Anyway, the idea that we need to stop people overindulging because taxpayers pick up the tab has always seemed more like an argument against public health than an argument for banning junk food. Is a public health system incompatible with individuals making their own choices about what to eat?
These arguments are frequently overblown -- in the case of drinking, the direct costs to the taxpayer are exceeded by the taxes on alcohol. Public health activists argue that obesity and alcohol are ripping dollars out of the Australian economy -- as if we could figure out how much an overweight 50-year-old bank manager could have earned if he ate only salads. If we were all teetotal triathletes with doctorates in pure mathematics, the country's productivity stats would be awesome.
Some of the other "costs" are even less grounded in reality.
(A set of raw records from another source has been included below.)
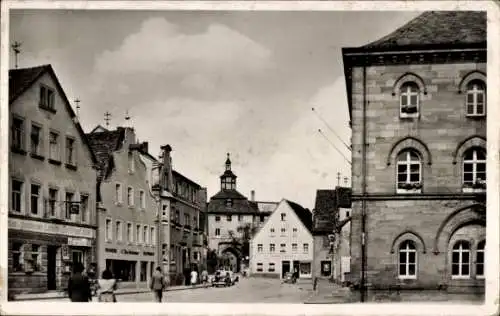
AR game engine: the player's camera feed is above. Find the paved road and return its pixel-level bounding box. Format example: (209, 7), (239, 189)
(118, 278), (311, 303)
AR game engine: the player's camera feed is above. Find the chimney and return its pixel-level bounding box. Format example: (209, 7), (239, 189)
(160, 145), (174, 192)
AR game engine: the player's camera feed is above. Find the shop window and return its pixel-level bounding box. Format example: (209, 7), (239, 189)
(11, 180), (23, 213)
(267, 262), (276, 272)
(257, 262), (264, 272)
(321, 260), (332, 277)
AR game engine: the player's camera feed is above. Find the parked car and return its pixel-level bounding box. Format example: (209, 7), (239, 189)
(212, 270), (239, 287)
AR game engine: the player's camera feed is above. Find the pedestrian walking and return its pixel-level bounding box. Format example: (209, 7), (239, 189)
(191, 270), (198, 286)
(201, 269), (208, 287)
(149, 267), (166, 303)
(68, 262), (92, 302)
(97, 269), (118, 303)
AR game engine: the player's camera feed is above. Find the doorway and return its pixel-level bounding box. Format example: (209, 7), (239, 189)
(281, 261), (290, 279)
(47, 246), (57, 291)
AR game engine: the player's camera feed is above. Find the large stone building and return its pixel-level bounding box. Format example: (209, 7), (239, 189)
(250, 200), (313, 279)
(207, 154), (278, 271)
(342, 12), (486, 300)
(8, 65), (97, 294)
(312, 187), (351, 283)
(87, 127), (158, 286)
(152, 145), (207, 282)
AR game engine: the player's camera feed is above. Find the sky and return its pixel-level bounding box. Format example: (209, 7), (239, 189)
(9, 10), (418, 209)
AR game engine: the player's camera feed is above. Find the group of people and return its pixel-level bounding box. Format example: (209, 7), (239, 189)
(67, 263), (118, 302)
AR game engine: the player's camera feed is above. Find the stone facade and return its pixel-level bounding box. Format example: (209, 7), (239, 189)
(8, 65), (97, 294)
(344, 11), (486, 300)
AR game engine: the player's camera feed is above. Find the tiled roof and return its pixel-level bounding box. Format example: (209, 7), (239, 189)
(87, 128), (125, 180)
(362, 11), (486, 50)
(285, 200), (313, 232)
(9, 65), (51, 103)
(9, 64), (97, 164)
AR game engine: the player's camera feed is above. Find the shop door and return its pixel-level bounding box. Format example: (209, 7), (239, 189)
(281, 261), (290, 278)
(47, 246), (57, 291)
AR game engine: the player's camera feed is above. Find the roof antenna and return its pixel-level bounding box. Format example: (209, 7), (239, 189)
(11, 41), (22, 69)
(75, 98), (81, 119)
(104, 111), (111, 127)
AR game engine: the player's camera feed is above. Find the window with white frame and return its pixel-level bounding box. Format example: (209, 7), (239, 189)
(466, 80), (486, 116)
(398, 240), (417, 279)
(399, 82), (420, 117)
(11, 180), (23, 213)
(139, 190), (146, 210)
(463, 148), (486, 189)
(128, 151), (135, 173)
(115, 183), (123, 204)
(135, 225), (142, 244)
(115, 221), (123, 241)
(105, 218), (113, 241)
(66, 137), (76, 166)
(451, 240), (470, 278)
(127, 223), (134, 243)
(257, 262), (264, 272)
(127, 187), (134, 206)
(280, 244), (286, 253)
(80, 194), (89, 223)
(397, 149), (422, 192)
(30, 124), (42, 155)
(302, 243), (309, 253)
(30, 184), (40, 215)
(48, 188), (58, 217)
(267, 262), (276, 272)
(49, 131), (60, 161)
(476, 240), (486, 278)
(150, 227), (156, 245)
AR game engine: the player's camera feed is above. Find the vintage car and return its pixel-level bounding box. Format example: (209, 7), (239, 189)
(212, 270), (239, 287)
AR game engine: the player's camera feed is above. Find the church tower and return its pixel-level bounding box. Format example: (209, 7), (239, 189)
(220, 153), (236, 190)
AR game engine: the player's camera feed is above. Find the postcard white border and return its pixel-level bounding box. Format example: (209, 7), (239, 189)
(0, 0), (500, 315)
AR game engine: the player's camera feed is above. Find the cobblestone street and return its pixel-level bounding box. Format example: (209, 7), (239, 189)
(118, 278), (312, 304)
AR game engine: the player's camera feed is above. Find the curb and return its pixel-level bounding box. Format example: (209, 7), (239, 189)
(12, 285), (208, 302)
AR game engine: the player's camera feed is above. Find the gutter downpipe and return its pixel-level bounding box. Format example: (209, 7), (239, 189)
(361, 57), (367, 302)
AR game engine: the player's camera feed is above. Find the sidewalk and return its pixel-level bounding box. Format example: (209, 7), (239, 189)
(304, 279), (356, 304)
(14, 284), (207, 301)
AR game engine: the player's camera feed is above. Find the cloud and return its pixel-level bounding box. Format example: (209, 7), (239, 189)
(95, 18), (271, 76)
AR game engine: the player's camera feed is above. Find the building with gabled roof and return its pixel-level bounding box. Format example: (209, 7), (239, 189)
(250, 199), (313, 279)
(8, 65), (97, 294)
(207, 153), (278, 271)
(342, 11), (487, 301)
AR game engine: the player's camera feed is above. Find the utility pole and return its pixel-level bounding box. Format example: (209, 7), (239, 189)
(11, 41), (22, 69)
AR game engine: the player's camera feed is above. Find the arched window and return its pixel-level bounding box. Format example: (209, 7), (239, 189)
(466, 80), (486, 116)
(451, 240), (470, 278)
(463, 147), (486, 189)
(399, 82), (420, 117)
(476, 240), (486, 278)
(397, 150), (422, 193)
(398, 240), (417, 279)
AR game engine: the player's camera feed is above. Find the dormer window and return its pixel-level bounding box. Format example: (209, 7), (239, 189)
(466, 80), (486, 116)
(399, 82), (420, 117)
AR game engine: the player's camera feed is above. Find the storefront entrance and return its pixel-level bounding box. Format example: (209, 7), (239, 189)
(47, 246), (58, 291)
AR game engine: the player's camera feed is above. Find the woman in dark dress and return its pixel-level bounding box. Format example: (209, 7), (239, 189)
(68, 263), (92, 302)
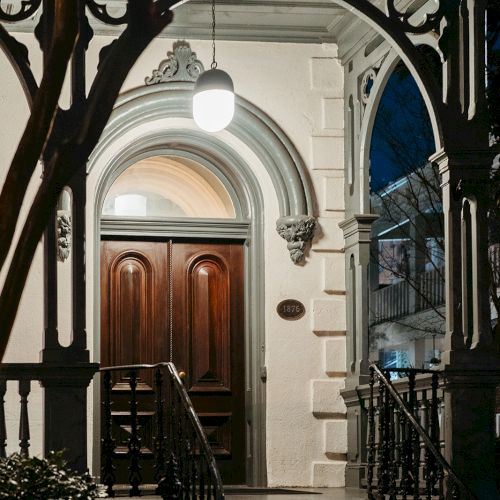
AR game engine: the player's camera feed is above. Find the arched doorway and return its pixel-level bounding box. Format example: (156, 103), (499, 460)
(100, 156), (246, 484)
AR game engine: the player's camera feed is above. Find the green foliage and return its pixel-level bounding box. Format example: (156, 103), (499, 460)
(0, 452), (99, 500)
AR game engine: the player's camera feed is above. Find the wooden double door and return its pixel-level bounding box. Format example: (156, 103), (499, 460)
(101, 240), (246, 484)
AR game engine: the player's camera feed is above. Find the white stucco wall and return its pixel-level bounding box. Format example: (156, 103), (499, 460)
(0, 33), (346, 486)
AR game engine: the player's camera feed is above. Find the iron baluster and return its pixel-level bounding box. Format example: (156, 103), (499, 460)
(190, 429), (198, 500)
(128, 369), (142, 496)
(207, 460), (215, 500)
(377, 377), (385, 495)
(0, 378), (7, 458)
(154, 368), (166, 494)
(200, 452), (205, 500)
(101, 363), (224, 500)
(399, 410), (408, 500)
(101, 371), (116, 497)
(366, 367), (375, 500)
(158, 378), (181, 500)
(19, 380), (31, 458)
(386, 394), (398, 500)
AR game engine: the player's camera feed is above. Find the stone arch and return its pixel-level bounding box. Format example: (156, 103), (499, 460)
(89, 82), (314, 217)
(87, 82), (322, 484)
(332, 0), (447, 149)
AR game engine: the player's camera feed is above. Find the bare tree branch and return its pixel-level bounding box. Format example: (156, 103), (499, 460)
(0, 0), (172, 359)
(0, 0), (78, 269)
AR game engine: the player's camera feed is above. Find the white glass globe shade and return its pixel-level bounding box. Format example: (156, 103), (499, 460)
(193, 69), (234, 132)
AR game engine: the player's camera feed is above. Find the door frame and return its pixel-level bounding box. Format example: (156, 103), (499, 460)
(87, 81), (315, 486)
(92, 145), (267, 486)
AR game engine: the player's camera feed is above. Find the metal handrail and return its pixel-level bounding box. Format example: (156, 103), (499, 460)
(370, 364), (478, 500)
(99, 362), (224, 500)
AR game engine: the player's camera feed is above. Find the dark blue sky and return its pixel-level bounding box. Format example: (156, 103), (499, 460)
(370, 65), (435, 191)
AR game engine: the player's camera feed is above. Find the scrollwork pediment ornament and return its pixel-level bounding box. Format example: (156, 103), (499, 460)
(387, 0), (446, 35)
(145, 40), (205, 85)
(276, 215), (316, 264)
(57, 210), (71, 262)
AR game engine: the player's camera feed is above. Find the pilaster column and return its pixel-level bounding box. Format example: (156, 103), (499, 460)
(433, 151), (500, 498)
(339, 214), (378, 488)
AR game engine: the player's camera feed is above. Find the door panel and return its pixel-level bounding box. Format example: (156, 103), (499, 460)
(172, 243), (245, 484)
(101, 241), (245, 484)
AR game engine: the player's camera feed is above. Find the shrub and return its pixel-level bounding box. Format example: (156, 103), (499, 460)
(0, 452), (100, 500)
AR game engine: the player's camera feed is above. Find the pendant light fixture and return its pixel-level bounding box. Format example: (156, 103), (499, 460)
(193, 0), (234, 132)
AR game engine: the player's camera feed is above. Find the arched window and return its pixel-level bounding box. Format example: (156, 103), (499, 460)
(102, 156), (236, 219)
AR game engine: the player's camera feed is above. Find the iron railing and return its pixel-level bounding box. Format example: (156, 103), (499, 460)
(370, 269), (444, 324)
(366, 365), (476, 500)
(100, 363), (224, 500)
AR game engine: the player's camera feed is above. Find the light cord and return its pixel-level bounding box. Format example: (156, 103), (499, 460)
(210, 0), (217, 69)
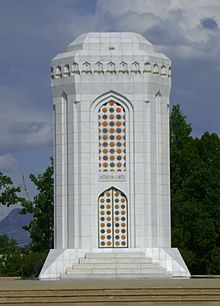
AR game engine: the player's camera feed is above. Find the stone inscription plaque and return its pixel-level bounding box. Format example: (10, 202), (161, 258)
(99, 173), (126, 182)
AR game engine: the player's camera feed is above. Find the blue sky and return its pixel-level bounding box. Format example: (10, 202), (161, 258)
(0, 0), (220, 200)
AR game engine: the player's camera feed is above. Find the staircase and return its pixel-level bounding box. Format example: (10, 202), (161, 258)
(61, 252), (172, 279)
To derive the $15 billion cost of alcohol, the taskforce adds up things like the cost of policing, property damage, insurance administration, and the lost productivity of those prisoners who may be locked up for crimes committed after drinking a six-pack. They even count the cost of lost household labour, as if instead of relaxing with a glass of wine in the evening everybody should be vacuuming the lounge room.
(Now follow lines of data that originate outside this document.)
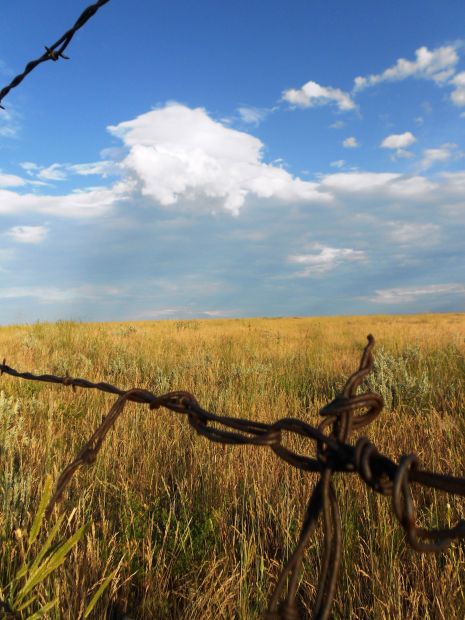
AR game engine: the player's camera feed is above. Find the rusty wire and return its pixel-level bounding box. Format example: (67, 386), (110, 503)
(0, 335), (465, 620)
(0, 0), (110, 110)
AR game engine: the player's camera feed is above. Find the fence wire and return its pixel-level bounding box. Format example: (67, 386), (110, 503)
(0, 334), (465, 620)
(0, 0), (110, 110)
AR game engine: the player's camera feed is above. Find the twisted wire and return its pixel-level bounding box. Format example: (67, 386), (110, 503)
(0, 334), (465, 620)
(0, 0), (110, 110)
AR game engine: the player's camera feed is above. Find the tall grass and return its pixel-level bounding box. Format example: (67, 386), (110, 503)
(0, 314), (465, 620)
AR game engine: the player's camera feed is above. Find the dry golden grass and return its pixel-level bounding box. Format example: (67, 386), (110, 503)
(0, 314), (465, 620)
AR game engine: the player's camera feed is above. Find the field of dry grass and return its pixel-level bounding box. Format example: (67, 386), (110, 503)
(0, 314), (465, 620)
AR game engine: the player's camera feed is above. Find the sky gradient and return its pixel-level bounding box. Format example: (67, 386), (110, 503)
(0, 0), (465, 325)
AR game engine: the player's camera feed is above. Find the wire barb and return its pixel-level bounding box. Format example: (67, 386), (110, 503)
(0, 334), (465, 620)
(0, 0), (110, 110)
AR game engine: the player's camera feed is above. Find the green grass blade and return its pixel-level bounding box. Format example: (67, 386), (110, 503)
(18, 525), (86, 600)
(30, 515), (64, 573)
(27, 475), (52, 547)
(27, 598), (58, 620)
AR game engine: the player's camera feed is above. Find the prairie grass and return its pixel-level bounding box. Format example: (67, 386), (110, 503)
(0, 314), (465, 620)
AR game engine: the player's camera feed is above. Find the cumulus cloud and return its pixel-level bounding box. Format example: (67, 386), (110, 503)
(37, 164), (66, 181)
(381, 131), (417, 149)
(7, 226), (48, 243)
(380, 131), (417, 159)
(282, 81), (357, 111)
(108, 103), (331, 215)
(354, 45), (459, 91)
(237, 105), (271, 125)
(342, 136), (359, 149)
(288, 243), (366, 278)
(370, 284), (465, 304)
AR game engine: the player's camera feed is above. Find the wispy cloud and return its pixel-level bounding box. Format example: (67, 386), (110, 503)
(288, 243), (366, 278)
(7, 226), (48, 244)
(0, 284), (124, 304)
(388, 222), (440, 245)
(370, 284), (465, 304)
(237, 105), (272, 126)
(419, 142), (464, 170)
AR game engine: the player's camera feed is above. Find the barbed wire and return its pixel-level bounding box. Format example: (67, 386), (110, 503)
(0, 334), (465, 620)
(0, 0), (110, 110)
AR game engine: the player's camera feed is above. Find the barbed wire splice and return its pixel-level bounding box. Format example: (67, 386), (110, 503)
(0, 0), (110, 110)
(0, 334), (465, 620)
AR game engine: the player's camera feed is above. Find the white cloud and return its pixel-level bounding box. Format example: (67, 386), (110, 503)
(37, 164), (66, 181)
(321, 172), (400, 193)
(288, 243), (366, 278)
(388, 222), (440, 245)
(392, 149), (415, 159)
(237, 105), (270, 125)
(7, 226), (48, 243)
(342, 136), (359, 149)
(420, 142), (463, 170)
(0, 182), (131, 219)
(381, 131), (417, 149)
(354, 45), (459, 91)
(319, 172), (436, 200)
(370, 284), (465, 304)
(0, 284), (125, 304)
(0, 172), (25, 187)
(108, 103), (331, 215)
(282, 81), (356, 111)
(450, 71), (465, 107)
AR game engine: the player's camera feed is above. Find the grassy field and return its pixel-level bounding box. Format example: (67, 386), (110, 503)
(0, 314), (465, 620)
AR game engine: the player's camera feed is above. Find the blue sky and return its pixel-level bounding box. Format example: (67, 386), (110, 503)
(0, 0), (465, 324)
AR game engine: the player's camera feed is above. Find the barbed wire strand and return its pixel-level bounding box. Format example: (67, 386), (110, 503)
(0, 0), (110, 110)
(0, 334), (465, 620)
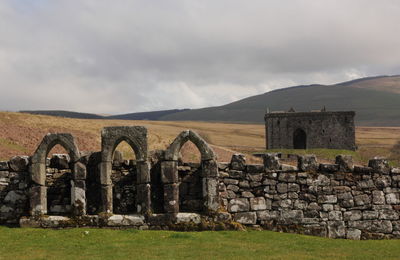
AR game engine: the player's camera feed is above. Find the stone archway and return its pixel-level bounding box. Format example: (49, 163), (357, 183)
(293, 128), (307, 149)
(29, 133), (86, 215)
(161, 130), (219, 214)
(100, 126), (150, 213)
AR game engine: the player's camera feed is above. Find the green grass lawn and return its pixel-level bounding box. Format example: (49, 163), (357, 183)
(0, 227), (400, 259)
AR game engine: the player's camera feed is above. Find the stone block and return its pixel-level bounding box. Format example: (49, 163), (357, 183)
(346, 228), (361, 240)
(136, 161), (151, 184)
(0, 161), (10, 171)
(29, 186), (47, 216)
(228, 198), (250, 213)
(99, 162), (112, 185)
(246, 164), (264, 173)
(354, 194), (371, 206)
(201, 160), (218, 178)
(385, 193), (400, 204)
(164, 183), (179, 213)
(368, 158), (390, 174)
(297, 155), (319, 172)
(372, 190), (385, 205)
(250, 197), (267, 211)
(343, 210), (362, 221)
(276, 183), (288, 193)
(335, 154), (354, 172)
(318, 195), (337, 204)
(175, 212), (201, 224)
(328, 210), (343, 220)
(101, 185), (113, 213)
(72, 162), (87, 180)
(348, 220), (393, 234)
(8, 156), (29, 172)
(263, 153), (281, 171)
(29, 163), (46, 186)
(161, 161), (179, 184)
(230, 153), (246, 171)
(50, 154), (70, 170)
(234, 212), (257, 225)
(319, 163), (339, 173)
(327, 221), (346, 238)
(136, 183), (151, 214)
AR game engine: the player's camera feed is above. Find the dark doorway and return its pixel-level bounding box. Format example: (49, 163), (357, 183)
(293, 128), (307, 149)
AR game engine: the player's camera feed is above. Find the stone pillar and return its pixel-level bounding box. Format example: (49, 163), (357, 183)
(136, 161), (151, 214)
(29, 185), (47, 216)
(201, 160), (219, 212)
(71, 162), (87, 216)
(161, 161), (179, 214)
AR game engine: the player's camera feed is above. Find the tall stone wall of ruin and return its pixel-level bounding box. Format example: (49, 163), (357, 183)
(0, 128), (400, 239)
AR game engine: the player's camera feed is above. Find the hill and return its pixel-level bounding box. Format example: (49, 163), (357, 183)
(160, 76), (400, 126)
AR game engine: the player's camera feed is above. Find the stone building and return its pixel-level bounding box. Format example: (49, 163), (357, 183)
(265, 109), (356, 150)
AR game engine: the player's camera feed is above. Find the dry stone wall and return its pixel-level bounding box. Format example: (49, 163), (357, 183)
(0, 127), (400, 239)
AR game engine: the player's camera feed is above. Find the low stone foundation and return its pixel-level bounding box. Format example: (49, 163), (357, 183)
(0, 127), (400, 239)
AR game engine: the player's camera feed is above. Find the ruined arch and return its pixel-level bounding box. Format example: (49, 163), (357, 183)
(161, 130), (219, 214)
(29, 133), (86, 215)
(100, 126), (150, 213)
(293, 128), (307, 149)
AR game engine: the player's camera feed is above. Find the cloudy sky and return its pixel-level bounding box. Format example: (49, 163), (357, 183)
(0, 0), (400, 114)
We can all imagine better choices other people could make. Yes, if the intern hadn't been out till 5am, there wouldn't have been that typo in the annual report. And perhaps instead of going to Friday after-work drinks we could all be inventing stuff. But that doesn't mean we should blame alcohol for the intern's lack of dedication or our lack of time machines.
There are costs incurred by every choice we make. If there weren't costs, they wouldn't be called "choices", they'd just be "things we do". But multiplying ridiculous assumptions in order to arrive at the largest possible number only obscures the real question at hand: is your fondness for cake anyone else's business?
In a savvy political move, the taskforce plans to report back in the new year. No sane government would want to be caught nagging us during our cherished festival of gluttony and inebriation.
So every time you sip your Christmas coldie, a statistician updates a spreadsheet. But don't worry too much about it -- you're having more fun than he is.